In practice, the investment scope of privately offered funds which seek to benefit from the existing profits tax exemption for offshore funds is already restricted. The investment scope of private OFCs proposed in the draft OFC Code is as follows:
At least 90% of the OFC’s gross asset value should consist of (1) those asset types the management of which would constitute a Type 9 regulated activity, and (2) cash, bank deposits, certificates of deposit, foreign currencies and foreign exchange contracts;
The OFC may invest in other asset classes of a value not exceeding a maximum of 10% of the gross asset value of the OFC (10% de minimis limit);
For an umbrella OFC, the 10% de minimis limit is applicable to each sub-fund as well as to the umbrella OFC as a whole; and
The 10% de minimis limit must be set out in the OFC’s instrument of incorporation.
Non-compliance with the 10% de minimis limit will result in a breach of the instrument of incorporation and the draft OFC Code, and the relevant intervention powers of the SFC under the SFO may apply in the case of a contravention.

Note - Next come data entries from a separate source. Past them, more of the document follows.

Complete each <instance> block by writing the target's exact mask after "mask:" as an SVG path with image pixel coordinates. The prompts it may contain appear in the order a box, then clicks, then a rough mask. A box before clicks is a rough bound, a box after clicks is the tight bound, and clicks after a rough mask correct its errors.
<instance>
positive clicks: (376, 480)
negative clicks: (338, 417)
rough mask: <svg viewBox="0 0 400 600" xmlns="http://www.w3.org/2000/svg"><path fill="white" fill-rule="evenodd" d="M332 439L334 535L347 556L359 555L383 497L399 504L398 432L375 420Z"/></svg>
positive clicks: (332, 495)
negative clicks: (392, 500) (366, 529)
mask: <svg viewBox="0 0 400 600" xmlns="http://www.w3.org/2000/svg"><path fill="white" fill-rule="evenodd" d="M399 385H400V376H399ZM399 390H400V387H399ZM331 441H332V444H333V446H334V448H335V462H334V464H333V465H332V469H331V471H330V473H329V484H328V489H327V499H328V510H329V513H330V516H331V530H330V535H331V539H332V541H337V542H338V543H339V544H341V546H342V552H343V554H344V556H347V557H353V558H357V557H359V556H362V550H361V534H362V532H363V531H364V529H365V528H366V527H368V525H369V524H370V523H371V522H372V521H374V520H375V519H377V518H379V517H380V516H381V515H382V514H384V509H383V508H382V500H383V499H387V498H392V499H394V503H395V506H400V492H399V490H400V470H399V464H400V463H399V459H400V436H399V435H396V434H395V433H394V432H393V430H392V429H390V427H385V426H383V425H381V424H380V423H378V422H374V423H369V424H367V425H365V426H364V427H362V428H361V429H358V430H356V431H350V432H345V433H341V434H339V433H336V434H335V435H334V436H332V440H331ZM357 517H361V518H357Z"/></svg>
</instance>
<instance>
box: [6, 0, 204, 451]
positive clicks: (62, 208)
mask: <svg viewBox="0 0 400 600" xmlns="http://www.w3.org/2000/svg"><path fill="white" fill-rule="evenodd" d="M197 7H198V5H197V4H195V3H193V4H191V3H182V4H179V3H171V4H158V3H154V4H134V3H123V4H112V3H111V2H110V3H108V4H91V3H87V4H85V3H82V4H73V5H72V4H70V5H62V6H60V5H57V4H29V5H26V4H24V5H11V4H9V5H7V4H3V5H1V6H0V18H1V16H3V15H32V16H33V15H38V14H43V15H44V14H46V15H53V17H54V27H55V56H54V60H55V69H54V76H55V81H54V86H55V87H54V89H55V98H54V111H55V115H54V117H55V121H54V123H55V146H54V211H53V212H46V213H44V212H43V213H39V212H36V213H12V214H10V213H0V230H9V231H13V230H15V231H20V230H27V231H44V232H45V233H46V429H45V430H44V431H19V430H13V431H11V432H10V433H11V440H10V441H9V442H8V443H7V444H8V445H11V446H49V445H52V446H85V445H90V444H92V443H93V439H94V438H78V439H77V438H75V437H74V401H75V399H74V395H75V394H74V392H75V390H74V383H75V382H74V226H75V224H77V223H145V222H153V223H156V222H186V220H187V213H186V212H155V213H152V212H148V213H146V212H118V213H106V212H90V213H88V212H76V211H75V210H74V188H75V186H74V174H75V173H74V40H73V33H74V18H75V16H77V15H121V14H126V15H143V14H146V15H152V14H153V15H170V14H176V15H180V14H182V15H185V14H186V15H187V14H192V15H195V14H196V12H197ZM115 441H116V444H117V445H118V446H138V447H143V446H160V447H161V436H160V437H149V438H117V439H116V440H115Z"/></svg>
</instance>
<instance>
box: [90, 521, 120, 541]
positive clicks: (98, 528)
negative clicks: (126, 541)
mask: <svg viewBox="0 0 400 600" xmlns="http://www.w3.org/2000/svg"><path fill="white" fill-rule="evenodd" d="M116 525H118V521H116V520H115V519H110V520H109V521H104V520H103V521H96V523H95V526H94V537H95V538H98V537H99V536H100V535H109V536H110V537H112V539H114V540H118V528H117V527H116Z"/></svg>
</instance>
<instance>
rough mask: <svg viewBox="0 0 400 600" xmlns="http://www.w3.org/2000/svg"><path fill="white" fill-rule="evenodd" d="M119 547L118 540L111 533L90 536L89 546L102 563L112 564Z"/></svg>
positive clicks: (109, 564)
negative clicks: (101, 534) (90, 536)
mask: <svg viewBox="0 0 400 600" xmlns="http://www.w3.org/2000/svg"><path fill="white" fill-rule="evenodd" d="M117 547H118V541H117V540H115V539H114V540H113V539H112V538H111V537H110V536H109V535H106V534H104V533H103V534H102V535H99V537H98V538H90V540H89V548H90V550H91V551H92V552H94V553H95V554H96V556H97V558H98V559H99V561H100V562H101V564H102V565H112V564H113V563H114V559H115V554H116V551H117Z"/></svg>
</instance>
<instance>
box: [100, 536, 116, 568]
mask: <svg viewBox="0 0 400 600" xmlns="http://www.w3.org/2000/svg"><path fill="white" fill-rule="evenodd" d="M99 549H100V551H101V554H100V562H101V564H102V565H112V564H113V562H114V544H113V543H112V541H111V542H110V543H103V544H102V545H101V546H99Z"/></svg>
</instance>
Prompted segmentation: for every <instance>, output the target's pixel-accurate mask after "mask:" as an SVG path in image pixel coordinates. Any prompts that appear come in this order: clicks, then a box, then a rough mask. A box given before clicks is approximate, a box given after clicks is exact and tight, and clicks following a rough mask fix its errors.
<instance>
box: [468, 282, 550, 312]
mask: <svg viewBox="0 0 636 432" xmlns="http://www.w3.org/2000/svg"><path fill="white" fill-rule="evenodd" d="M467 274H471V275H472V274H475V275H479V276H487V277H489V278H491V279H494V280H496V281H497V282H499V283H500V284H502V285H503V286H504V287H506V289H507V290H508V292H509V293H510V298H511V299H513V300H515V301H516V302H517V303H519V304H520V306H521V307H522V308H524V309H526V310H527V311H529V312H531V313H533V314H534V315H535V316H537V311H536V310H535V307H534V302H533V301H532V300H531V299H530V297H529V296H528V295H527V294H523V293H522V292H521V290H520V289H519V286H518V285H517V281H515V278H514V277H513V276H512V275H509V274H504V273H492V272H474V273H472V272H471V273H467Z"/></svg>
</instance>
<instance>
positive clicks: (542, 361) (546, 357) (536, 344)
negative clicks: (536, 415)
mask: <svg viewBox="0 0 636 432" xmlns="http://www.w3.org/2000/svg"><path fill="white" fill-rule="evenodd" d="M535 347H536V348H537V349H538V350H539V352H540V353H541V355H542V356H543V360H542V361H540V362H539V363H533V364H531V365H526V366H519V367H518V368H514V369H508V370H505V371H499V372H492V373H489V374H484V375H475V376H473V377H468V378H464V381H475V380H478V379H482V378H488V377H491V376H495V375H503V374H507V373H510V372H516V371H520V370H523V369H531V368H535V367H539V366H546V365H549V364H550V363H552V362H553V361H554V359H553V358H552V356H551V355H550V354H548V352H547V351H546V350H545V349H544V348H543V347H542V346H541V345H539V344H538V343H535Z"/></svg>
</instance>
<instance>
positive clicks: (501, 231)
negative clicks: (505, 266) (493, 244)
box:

Fund operations, such as pricing, dealing arrangements, valuation, distribution policy, use of leverage and fees and charges should be clearly set out in a private OFC’s instrument of incorporation and offering documents. The offering documents of a private OFC are required to be filed with the SFC following the registration of the OFC, and after any changes are made. Material changes to a private OFC would require the approval of shareholders and the approval of the SFC where the change involves an alteration of the instrument of incorporation, including material changes to the OFC’s investment objectives and policies. Other changes which may reasonably be expected to affect investors’ investment decisions would require prior notice to be provided by the private OFC to its shareholders. Reasonable notification of other investment scheme changes should be provided to the shareholders as soon as reasonably practicable.
Supervision and Enforcement
The SFC will be equipped with investigatory, supervisory and intervention powers, which it may apply in case of non-compliance. The SFC will be able to exercise disciplinary powers under Part IX pf the SFO against the investment manager of an OFC for misconduct which is prejudicial to the interest of the investing public. The SFC may also take enforcement actions against the OFC and its key operators.
[1]http://www.sfc.hk/edistributionWeb/gateway/EN/consultation/openFile?refNo=17CP5
[2]https://dev2.charltonslaw.com/new-open-ended-fund-company-structure-for-hong-kong-funds-to-be-introduced-under-the-securities-and-futures-amendement-bill-2016/
[3] Sections 112ZK, 112ZL, 112ZM and 11ZN in the Amendment Ordinance.